Socks are a unusual invention. On my planet we don't have them, for we can walk through lava, hot coals, or a large pot of cheese fondue with our bear feet, not bare feet. Our feet look like bear's.

Humans have an obsessions with cleanliness. On my planet we just clean ourselves twice a week with a blowtorch. Humans have this strange ritual of feeding their clothing to a monster known as the washing machine. It appears to enjoy eating socks the most, and I find it peculiar that I can put ten pairs of socks in this monster's mouth and I get out sixteen unmatched socks and a frog. This poses some serious questions: Is this some multi-dimensional monster, or is it regurgitating yesterday's lunch? Does mathematics work the same way on this planet as on mine? Why doesn't it eat the shirts? I see why it doesn't eat the underwear. Most importantly, where did the frog come from? And why wasn't it a porcupine?
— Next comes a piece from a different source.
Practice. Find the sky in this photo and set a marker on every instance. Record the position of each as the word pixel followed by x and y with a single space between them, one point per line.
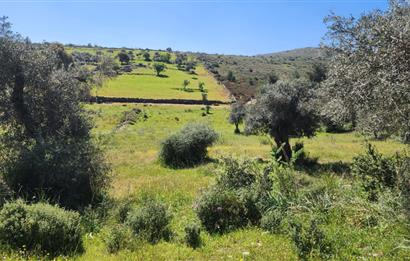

I've also found that socks are not intelligent. They can't tell if they are a left socks or a right socks. They never respond when I ask them. Perhaps they are just tricky creatures that can change color.

Earth has many unanswered questions. Where do car keys go? Why does the toilet eat feces? And why don't teachers tie their students to their chairs? 

Fare thee well. I will write again in a planetary rotation about my opinions of your movies.

Comments

  1. The frog came from the pants pocket of the twelve-year-old boy. I think I must have the same brand of washing machines, for I too put in ten pairs of socks and get out sixteen unmatched.